At home she was pretending not to know what was wrong with her. “If my mother can be as calm and cheerful as she is, I can certainly take my troubles without any kicks,” he figured. So he didn’t let up for a minute, and his mother lived to see her boy come through. The Jolson Story and Larry Parks are big, bright events in Hollywood’s spangled history. It will be a long time before a player and picture miss an Academy Oscar by as little as Larry Parks and The Jolson Story did.

All that is a year gone by for Larry Parks, and he isn’t looking back. But he’s still hustling along the hard way, running an obstacle race. It seems to be his destiny.

He hasn’t been able to clinch the biggest break of his life as most screen star sensations do, because practically every minute since The Jolson Story he’s been feudin’ and a-fightin’ with Columbia and his boss, Harry Cohn. Larry hasn’t stepped on a movie set, at this writing, for nine long months.

What makes him fret about the whole knotty business is that most people think his sudden fame has made him hard to handle. He’d like to clear that up.

Larry’s battle with his studio has nothing to do with money. What he’s wrangling about concerns a contract signed before, not after The Jolson Story. It boils down to this: Larry says he has a year more to go on his contract. Columbia says he has five. He’s up for a suit for “declaratory relief.” That’s lawyer language, but it means a verdict to clear up Larry’s studio future. If he wins, he’ll go right back to work for another year, and then call his own shots. If he loses, he’ll be Mister Columbia for five more terms. Larry’s betting he’s right and, like we’ve been saying, the boy has a habit of winning.
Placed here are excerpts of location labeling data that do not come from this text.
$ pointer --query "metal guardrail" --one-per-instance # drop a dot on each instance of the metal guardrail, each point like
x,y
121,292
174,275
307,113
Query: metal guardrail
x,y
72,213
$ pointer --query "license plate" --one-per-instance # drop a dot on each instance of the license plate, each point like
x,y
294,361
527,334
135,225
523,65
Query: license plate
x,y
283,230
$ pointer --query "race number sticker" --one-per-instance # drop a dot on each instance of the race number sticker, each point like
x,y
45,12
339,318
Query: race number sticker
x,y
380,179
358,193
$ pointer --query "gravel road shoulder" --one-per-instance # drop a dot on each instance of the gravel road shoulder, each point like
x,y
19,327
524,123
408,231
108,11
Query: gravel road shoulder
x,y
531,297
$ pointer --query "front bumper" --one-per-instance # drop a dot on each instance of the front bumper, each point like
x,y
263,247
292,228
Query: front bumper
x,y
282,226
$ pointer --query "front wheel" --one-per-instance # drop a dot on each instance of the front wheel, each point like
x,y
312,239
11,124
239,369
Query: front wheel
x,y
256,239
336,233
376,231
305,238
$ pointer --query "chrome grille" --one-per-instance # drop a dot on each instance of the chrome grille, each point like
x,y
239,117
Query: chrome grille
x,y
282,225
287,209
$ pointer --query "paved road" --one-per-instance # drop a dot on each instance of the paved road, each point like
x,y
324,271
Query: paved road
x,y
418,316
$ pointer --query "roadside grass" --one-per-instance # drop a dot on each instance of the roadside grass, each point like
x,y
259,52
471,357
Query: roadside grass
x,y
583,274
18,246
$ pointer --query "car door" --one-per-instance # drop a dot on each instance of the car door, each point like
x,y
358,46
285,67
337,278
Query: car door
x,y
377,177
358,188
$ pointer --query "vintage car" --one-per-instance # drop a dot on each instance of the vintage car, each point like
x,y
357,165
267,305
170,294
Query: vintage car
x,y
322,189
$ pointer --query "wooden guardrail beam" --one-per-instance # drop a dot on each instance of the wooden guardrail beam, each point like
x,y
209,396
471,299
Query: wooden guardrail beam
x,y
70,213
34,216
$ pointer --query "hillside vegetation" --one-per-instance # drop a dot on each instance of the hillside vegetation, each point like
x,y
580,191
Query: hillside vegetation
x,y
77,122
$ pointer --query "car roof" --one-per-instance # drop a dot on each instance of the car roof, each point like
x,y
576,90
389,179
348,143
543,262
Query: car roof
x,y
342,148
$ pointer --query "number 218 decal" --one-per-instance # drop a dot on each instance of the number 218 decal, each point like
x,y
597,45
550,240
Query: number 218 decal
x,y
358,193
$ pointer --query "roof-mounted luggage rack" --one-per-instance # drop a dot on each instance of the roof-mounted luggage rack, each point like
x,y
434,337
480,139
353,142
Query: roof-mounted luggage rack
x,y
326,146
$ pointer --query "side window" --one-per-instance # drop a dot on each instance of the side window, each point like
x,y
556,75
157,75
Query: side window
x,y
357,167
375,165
But win or lose, Larry Parks will always find something around Hollywood to go after and get. Battle’s the breath of his life—even if it’s only with himself. While he’s been idle, Larry licked a complex he’d been lugging around ever since The Jolson Story.
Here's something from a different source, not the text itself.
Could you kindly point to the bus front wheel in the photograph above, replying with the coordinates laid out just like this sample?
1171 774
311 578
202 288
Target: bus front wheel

gentleman in the dark . . .

It wasn’t all because he played “the silent Jolson” in his big hit, didn’t sing a recorded note, and everyone knew it, that Larry found himself saddled with a very real psychosis. What built up the fixation was Larry’s natural love for singing, and his flop feeling in public when he couldn’t, because he didn’t know how to do it right.

He’d travel around with Betty to the GI hospitals and Betty would whip right into a number that scattered sunshine all over the place, while Larry, who had a good baritone, couldn’t even think of using it without being terrified.
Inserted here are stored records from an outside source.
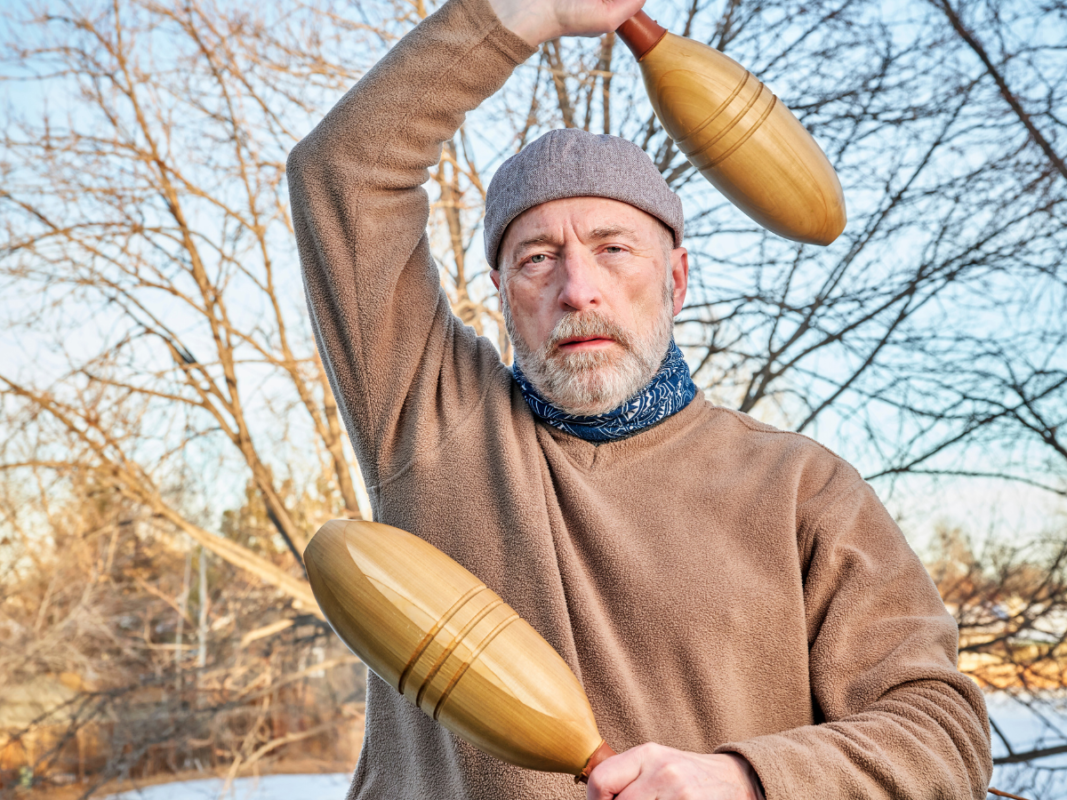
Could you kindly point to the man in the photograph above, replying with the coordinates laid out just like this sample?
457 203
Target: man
744 614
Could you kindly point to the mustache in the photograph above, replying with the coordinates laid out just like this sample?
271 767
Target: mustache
589 323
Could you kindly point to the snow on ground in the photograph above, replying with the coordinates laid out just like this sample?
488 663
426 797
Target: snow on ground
267 787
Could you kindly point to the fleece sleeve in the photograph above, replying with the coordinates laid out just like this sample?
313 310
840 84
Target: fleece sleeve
898 720
403 369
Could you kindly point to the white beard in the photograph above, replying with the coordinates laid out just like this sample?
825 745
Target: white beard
589 383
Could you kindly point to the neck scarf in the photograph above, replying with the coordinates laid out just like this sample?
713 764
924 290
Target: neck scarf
670 390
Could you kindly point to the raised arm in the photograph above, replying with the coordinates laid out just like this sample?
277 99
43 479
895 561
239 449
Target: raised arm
382 323
396 357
Betty understood. She brought Sy Miller. her voice coach, over to the house and they ganged up to coax Larry into a song or two. Sy told him the truth—that he had a good voice, could train it and learn to sell a song like the best of them. Larry snapped at the chance.

He’s been taking voice lessons all-out and faithfully, three times a week for the past six months. His last-set of recordings were so good they banished his bugaboo. Right now, Larry and Betty are working out a family singing act which they’ll perform in public the next time they’re asked.

The song they plan to sing is from Annie Get Your Gun. It’s called “I Can Do Anything Better Than You,” and while Larry’s too modest a guy to believe it, the song’s a pretty good theme for him. He can do almost anything better than almost anybody. Could be that’s why he’s MODERN SCREEN’S Man of the Year.